Now we have an administration that has endorsed torture. Rather than promote greater transparency and accountability for the past so as to prevent future abuses, Burr has been scrambling to retrieve the few copies of the complete report that were given to federal agencies. He wants to bury the report in the bowels of Congress, where they will be shielded from Freedom of Information requests forever. Does Burr think torture is justifiable? If so, he has no conscience.
North Carolina was deeply involved with the rendition-to-torture flights, especially through Aero Contractors, near Smithfield. At least one-third, possibly more than half, of all those flown to torture were flown by Aero. This fall, the N.C. Commission of Inquiry on Torture will hold hearings on our state’s involvement. Sen. Burr should support this effort, not try to bury the evidence.

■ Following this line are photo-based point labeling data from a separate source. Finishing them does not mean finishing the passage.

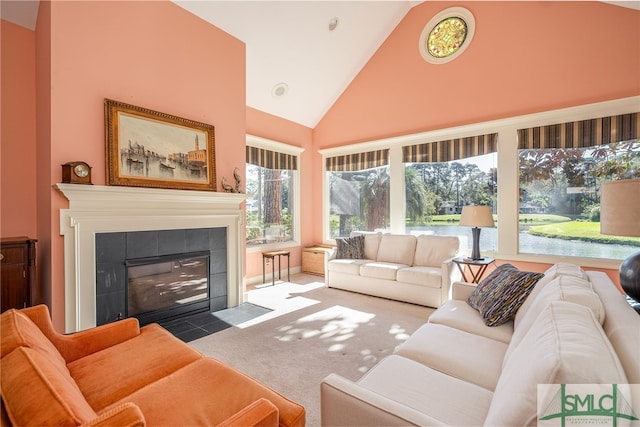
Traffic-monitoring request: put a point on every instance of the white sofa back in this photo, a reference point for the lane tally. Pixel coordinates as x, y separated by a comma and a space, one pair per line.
432, 251
397, 248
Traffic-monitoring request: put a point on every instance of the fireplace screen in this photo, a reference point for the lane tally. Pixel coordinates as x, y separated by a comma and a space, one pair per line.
167, 282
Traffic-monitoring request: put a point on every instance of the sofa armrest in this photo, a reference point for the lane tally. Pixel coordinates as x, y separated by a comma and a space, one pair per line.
127, 415
260, 413
344, 402
461, 290
80, 344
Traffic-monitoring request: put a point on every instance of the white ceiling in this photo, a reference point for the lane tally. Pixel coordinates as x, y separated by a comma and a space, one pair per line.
290, 42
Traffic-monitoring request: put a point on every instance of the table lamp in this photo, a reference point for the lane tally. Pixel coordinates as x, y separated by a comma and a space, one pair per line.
476, 217
619, 216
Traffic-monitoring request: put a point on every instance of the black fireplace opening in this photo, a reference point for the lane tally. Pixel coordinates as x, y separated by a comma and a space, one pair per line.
189, 267
165, 287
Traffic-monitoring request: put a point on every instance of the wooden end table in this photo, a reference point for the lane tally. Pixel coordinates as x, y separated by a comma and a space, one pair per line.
272, 255
481, 264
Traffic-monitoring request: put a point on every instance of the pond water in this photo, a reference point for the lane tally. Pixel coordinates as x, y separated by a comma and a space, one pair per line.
535, 244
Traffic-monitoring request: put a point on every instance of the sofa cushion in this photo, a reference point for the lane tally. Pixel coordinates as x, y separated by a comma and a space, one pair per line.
502, 292
380, 270
556, 270
130, 365
371, 242
349, 266
17, 330
428, 391
397, 248
219, 390
455, 352
36, 392
460, 315
562, 288
430, 277
432, 251
350, 247
565, 345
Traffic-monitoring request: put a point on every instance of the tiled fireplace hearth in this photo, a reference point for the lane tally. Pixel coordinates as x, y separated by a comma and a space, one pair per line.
95, 210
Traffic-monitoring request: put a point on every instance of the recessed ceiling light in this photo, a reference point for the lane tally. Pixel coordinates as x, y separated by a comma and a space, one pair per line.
333, 23
279, 90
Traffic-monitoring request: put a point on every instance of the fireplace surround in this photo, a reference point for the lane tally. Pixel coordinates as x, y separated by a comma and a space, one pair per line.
95, 209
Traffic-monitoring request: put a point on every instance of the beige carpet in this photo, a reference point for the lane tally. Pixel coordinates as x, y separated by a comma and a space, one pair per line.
312, 332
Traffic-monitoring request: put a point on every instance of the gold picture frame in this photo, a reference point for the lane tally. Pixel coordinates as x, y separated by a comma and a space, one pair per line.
146, 148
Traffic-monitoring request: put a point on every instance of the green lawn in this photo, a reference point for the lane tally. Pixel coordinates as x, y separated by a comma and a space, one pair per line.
580, 230
556, 226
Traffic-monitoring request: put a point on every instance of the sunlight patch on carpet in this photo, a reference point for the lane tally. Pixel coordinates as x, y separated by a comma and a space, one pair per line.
335, 324
281, 299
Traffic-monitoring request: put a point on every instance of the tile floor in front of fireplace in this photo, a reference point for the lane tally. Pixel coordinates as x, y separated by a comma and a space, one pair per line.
202, 324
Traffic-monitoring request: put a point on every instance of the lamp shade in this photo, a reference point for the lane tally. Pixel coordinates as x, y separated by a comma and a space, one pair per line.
477, 216
620, 208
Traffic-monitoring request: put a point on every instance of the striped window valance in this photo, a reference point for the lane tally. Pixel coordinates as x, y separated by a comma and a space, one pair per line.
449, 150
271, 159
581, 134
358, 161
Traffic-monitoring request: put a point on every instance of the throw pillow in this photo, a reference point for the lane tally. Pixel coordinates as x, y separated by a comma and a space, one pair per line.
499, 296
350, 247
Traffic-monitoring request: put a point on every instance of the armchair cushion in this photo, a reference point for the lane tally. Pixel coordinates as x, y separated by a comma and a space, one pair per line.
19, 331
499, 296
125, 415
163, 354
260, 413
29, 379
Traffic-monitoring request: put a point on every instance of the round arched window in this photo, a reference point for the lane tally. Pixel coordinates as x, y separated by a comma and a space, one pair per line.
447, 35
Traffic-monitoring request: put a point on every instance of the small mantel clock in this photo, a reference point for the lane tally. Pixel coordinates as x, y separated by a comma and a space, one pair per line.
76, 173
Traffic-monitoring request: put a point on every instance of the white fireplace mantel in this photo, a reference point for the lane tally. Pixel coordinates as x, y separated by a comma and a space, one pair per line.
102, 209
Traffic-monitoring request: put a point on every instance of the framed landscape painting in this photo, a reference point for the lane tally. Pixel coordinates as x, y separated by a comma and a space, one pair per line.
146, 148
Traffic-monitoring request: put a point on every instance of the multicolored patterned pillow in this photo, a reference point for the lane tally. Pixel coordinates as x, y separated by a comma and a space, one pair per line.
350, 247
499, 296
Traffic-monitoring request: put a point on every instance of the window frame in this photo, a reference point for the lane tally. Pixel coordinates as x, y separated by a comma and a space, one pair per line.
507, 164
267, 144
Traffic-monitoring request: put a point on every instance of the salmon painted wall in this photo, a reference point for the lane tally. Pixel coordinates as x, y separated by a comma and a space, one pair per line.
525, 57
18, 132
277, 129
150, 54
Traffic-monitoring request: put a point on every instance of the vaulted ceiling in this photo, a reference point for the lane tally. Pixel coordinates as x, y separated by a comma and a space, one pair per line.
297, 65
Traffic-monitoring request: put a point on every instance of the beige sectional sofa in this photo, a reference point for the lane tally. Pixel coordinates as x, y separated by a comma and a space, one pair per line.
574, 328
403, 267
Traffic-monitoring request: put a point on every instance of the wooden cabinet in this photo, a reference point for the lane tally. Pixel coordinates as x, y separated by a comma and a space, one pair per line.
313, 259
18, 276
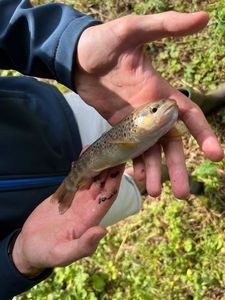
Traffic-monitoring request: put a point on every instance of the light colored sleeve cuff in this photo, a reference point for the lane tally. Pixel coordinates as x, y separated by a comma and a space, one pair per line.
127, 203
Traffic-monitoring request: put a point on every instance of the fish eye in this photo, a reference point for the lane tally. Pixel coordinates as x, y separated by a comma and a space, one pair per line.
154, 109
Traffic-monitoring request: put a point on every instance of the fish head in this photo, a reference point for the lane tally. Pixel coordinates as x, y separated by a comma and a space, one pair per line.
156, 117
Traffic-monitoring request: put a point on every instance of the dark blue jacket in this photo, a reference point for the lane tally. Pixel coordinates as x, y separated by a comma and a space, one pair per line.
38, 134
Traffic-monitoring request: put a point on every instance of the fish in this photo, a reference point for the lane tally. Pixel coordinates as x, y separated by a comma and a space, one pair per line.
128, 139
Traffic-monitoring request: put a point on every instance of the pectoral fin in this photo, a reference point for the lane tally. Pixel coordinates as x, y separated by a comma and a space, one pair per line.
126, 143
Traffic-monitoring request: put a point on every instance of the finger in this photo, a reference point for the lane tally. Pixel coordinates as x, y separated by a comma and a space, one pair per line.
139, 168
198, 126
152, 27
69, 252
84, 149
152, 159
173, 149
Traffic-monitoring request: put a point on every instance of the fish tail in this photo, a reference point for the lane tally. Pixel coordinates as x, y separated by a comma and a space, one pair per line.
63, 197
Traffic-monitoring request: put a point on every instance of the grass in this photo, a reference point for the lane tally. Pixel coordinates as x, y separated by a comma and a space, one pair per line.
172, 249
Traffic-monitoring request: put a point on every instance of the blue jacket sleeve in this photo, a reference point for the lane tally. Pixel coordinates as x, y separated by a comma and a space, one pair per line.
11, 281
37, 41
40, 41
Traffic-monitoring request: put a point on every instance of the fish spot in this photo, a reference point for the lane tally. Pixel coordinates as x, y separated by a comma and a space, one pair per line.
115, 174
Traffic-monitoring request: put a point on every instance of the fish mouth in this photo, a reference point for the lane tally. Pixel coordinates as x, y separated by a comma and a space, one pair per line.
172, 104
170, 113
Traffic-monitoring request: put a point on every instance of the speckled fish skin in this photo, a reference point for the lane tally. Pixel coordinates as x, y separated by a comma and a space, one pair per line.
131, 137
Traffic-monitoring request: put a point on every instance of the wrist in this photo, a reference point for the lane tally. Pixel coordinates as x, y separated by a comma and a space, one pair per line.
19, 261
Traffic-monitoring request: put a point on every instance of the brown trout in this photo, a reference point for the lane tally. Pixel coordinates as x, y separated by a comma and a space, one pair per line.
130, 138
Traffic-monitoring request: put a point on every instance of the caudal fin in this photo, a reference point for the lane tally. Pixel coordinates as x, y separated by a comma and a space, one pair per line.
63, 197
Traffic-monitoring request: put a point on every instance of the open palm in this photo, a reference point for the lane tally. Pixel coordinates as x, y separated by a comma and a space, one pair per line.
115, 76
49, 239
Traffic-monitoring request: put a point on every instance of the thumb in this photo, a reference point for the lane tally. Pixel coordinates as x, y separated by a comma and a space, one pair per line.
152, 27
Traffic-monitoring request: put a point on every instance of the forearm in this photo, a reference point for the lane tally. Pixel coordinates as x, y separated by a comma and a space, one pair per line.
40, 41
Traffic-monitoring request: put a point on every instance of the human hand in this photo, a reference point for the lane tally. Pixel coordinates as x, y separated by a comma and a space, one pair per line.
115, 76
49, 239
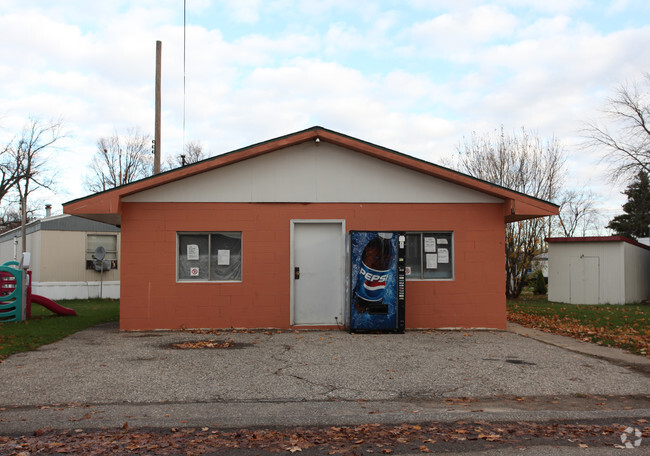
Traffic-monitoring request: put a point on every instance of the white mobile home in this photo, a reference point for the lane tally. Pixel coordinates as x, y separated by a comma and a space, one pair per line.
62, 249
598, 270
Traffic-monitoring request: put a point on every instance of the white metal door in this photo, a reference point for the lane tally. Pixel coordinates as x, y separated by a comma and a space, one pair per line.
317, 275
584, 280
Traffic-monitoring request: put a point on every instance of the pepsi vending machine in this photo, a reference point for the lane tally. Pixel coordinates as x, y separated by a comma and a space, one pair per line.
377, 281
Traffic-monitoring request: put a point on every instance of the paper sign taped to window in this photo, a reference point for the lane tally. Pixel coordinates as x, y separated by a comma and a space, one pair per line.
432, 261
223, 257
192, 252
443, 256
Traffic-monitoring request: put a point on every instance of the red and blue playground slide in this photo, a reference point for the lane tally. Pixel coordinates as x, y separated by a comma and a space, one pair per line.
11, 306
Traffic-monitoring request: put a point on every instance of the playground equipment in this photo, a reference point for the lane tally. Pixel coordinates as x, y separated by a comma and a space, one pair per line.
11, 300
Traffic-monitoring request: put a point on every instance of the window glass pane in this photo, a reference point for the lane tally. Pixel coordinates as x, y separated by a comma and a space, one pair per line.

Publish torture report - News & Observer
By Curt Torell, July 5, 2017
I am grateful to “America ill-served by torture cover-up efforts” (June 24) for bringing to light Sen. Richard Burr’s burial of the full Senate Intelligence Committee’s CIA torture report. The brief summary made public in 2014 confirmed what many already knew: Torture is illegal, by international and national law and by the military code of justice; is immoral, destroying mind, body, and spirit; and is counterproductive, providing no credible intelligence, nullifying America’s claim to higher moral ground and jeopardizing troops.
With Sen. Burr’s refusal to hold hearings and reinforce accountability, the practice of torture too easily can return. As a candidate, Trump advocated for torture. Once elected, he appointed two key people previously involved in torture. The people must demand that Sen. Burr release the report to avoid an ugly repeat of history.